Likewise when it comes to slaughter, we should utilise as much of the animal as possible & make it last over several meals. Last week’s rooster was eaten as a roast one night, sandwiches and salad for lunch the next day, curry the following evening & then the last bits were picked off the carcass to flavour a barbecue sauce for vegetables and cheesy mashed potatoes. Usually I’ll boil up the bones for stock but ran out of steam last week.

The other issue is that there is so much sentimentality about the harvest & culling of native animals here in Australia. By clearing forest and planting pasture, we’ve created an artificial environment which enables grazing animals to thrive and breed to extremely high numbers. Here we have a major problem with pademelons, small wallabies which can breed all year round. Without some culling, we would barely have a blade of grass at certain times of year. Likewise, in mid-winter or in times of drought, the pademelons themselves are in such high numbers that many starve or become ill – dying in a much more unpleasant manner than when humanely culled. Some speakers on the Science Show were advocating the sustainable harvest of wild kangaroos for food, to replace some of our demand for cattle and sheep. This seems supremely sensible to me since kangaroos are lighter on the environment and emit very little methane.

On a related note, I’m pleased and relieved that the Cradoc Hill abbatoir has been bought, and not by just anyone, but by someone with vision, drive, business-mindedness and a commitment to the rural community. He’s a young lad, apparently well-educated - and I’m sure if anyone can make it work and pay, he will.

Monday 1 August 2011

The previous week has been pretty grim with all of us down with varying degrees of the flu. Luke was off from Monday to Thursday & only went back on Friday because I felt so rotten I didn’t think I could cope with him at home! Plus we were both going somewhat stir-crazy being under each other’s feet all the time. Bronte’s been the least poorly of all of us, doggedly carrying on at work. I’ve lain in bed at nights imagining ponderous macrophages and fighter-jet killer-T cells battling against the evil virus in lungs and throat! I’m not sure it has hastened my recovery in any way – likewise the jars of garlic, zinc and vitamin C tablets I’ve swallowed.

Needless to say not a lot was achieved on the farm front. I did make sausages on Monday with Luke’s help. We had quite a lot of fun blowing up the intestine skins to resemble those long balloons people fold into animal shapes!
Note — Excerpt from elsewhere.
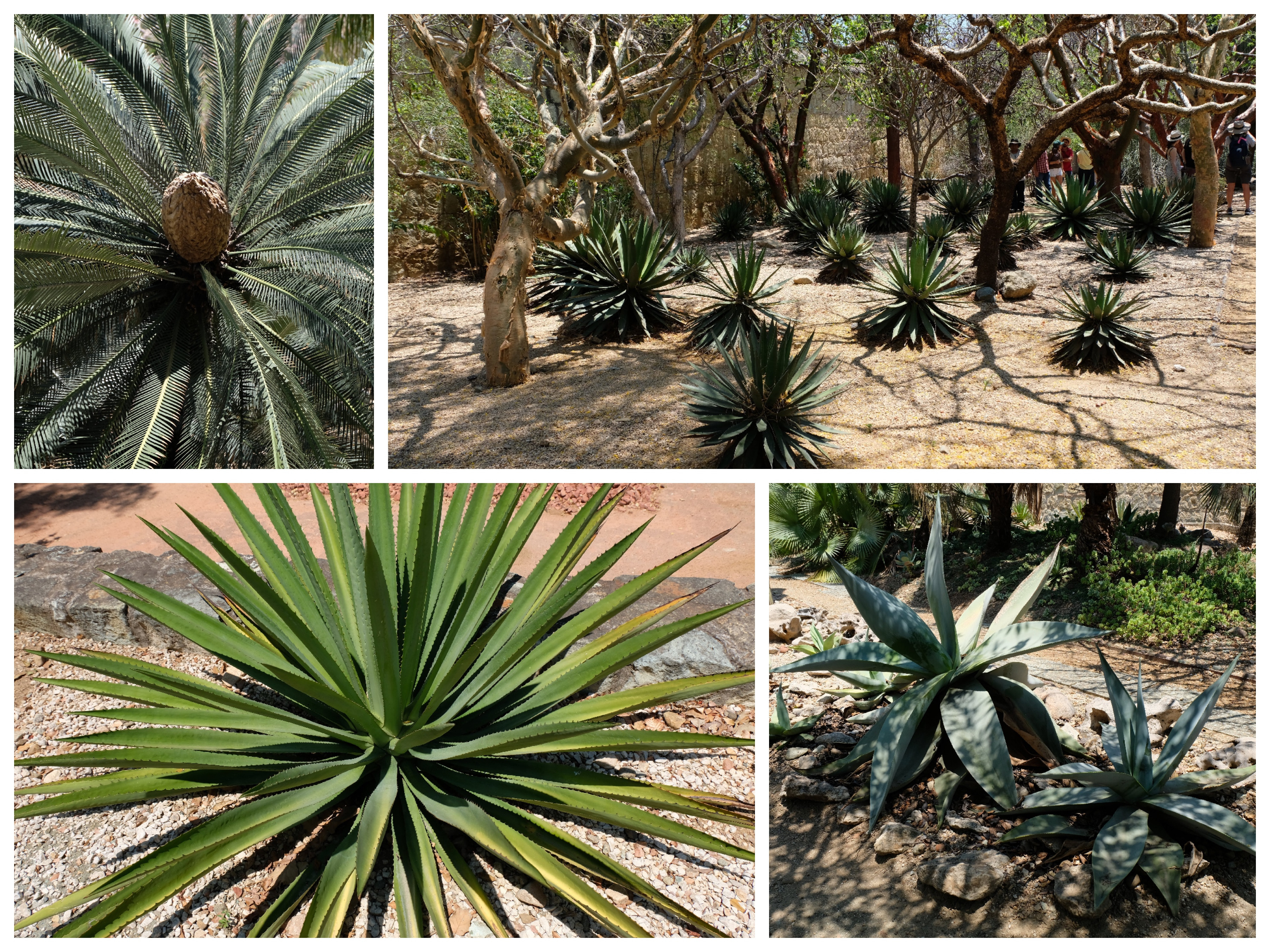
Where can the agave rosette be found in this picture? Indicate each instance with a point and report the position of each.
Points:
(415, 700)
(1149, 801)
(953, 701)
Luke made water-bombs from them too. Actually stuffing the skins with sausage mixture was a trial & one I’m not in a hurry to repeat – at least not without the proper equipment. We ran all the sausagemeat back through the hand mixer together with all the spices & various ingredients we were adding, so we had a fine-grained mix. The sausages themselves were yum – but like no other sausage I’ve ever tasted! Luke loyally announced that “they were heaps better than the ones from the butcher’s Mum”. What an angel. Bronte was less enthusiastic. I think I’d added too much ‘quatre-epices’ (composed of cloves, black pepper, nutmeg & cinnamon) – according to Jane Grigson’s book, an essential component of ‘saucisson’. However, I was pretty satisfied with my first efforts & reckon that like our ham & bacon, the sausage recipes will improve with time.
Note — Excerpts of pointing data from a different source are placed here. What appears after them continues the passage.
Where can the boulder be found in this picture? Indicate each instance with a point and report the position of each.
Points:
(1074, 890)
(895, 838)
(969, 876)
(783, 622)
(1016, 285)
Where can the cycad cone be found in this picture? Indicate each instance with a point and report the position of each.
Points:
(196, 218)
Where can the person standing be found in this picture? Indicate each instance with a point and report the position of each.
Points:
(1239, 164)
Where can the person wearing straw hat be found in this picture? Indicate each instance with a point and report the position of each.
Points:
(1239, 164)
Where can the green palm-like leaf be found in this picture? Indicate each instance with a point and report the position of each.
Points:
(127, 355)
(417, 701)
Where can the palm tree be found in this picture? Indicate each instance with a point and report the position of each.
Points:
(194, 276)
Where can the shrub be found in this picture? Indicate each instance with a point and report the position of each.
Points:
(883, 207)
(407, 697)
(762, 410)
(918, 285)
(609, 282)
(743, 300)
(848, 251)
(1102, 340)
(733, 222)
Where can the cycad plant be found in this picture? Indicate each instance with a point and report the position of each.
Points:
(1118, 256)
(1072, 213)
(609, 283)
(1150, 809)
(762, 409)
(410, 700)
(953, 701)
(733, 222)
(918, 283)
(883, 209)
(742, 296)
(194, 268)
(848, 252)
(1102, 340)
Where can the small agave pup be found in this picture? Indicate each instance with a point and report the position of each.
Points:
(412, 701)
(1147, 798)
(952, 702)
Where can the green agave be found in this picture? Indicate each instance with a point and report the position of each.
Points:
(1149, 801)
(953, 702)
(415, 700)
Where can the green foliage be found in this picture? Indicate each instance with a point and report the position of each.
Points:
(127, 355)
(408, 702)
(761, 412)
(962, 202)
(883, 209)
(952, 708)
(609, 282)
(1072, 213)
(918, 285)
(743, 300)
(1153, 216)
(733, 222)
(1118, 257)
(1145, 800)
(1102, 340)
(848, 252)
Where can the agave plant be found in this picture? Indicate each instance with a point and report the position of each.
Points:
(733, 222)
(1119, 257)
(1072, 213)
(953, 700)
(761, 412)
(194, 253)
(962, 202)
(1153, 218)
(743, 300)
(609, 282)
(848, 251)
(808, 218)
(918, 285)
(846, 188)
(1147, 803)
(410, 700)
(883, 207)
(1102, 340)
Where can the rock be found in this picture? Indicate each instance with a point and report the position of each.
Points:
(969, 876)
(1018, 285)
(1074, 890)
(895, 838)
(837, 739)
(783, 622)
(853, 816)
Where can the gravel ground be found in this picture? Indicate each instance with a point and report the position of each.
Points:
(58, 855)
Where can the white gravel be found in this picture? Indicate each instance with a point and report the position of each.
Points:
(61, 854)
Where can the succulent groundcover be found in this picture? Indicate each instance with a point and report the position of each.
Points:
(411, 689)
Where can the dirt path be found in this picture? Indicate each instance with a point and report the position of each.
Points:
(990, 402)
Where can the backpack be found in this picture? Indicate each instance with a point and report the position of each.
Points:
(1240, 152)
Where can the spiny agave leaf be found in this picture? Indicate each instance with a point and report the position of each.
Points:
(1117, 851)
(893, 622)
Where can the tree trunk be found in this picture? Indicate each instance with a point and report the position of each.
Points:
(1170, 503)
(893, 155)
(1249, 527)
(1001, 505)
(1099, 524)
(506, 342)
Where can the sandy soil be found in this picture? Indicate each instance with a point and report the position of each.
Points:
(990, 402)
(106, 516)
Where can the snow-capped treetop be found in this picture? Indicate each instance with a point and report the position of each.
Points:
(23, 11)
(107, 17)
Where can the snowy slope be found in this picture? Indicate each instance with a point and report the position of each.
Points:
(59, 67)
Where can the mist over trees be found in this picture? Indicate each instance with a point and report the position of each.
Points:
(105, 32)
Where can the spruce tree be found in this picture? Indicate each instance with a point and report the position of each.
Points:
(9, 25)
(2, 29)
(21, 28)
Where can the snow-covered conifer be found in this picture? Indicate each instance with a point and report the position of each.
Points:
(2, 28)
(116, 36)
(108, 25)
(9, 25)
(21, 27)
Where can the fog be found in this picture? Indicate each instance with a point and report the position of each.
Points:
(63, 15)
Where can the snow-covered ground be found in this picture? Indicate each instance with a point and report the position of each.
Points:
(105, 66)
I’ve started the next round of goat hoof clipping and plan to finish that this week. The wet ground means their hooves don’t get naturally worn, but instead grow into odd shapes which eventually cause discomfort & can get infected. Being in intimate contact with the goats, I’ve realised with a jolt, just how close they are to dropping their kids. Some of the does are very large with swollen udders, causing them to move around slowly & cautiously. According to the diary, the first babies will be due mid-August, but it's never as precise as that. Worryingly, it looks as though Star, who was put with the poison-dwarf Charlie (since sold) appears not to be pregnant. I now feel a fraud, since the people who bought him were expecting him to perform. It’s his final act of vengeance against me, having previously got at some of my best young does before they were properly grown.

The weather has turned very benign, almost spring-like. The days are milder with plenty of sun and the last of the overnight frosts was a week ago.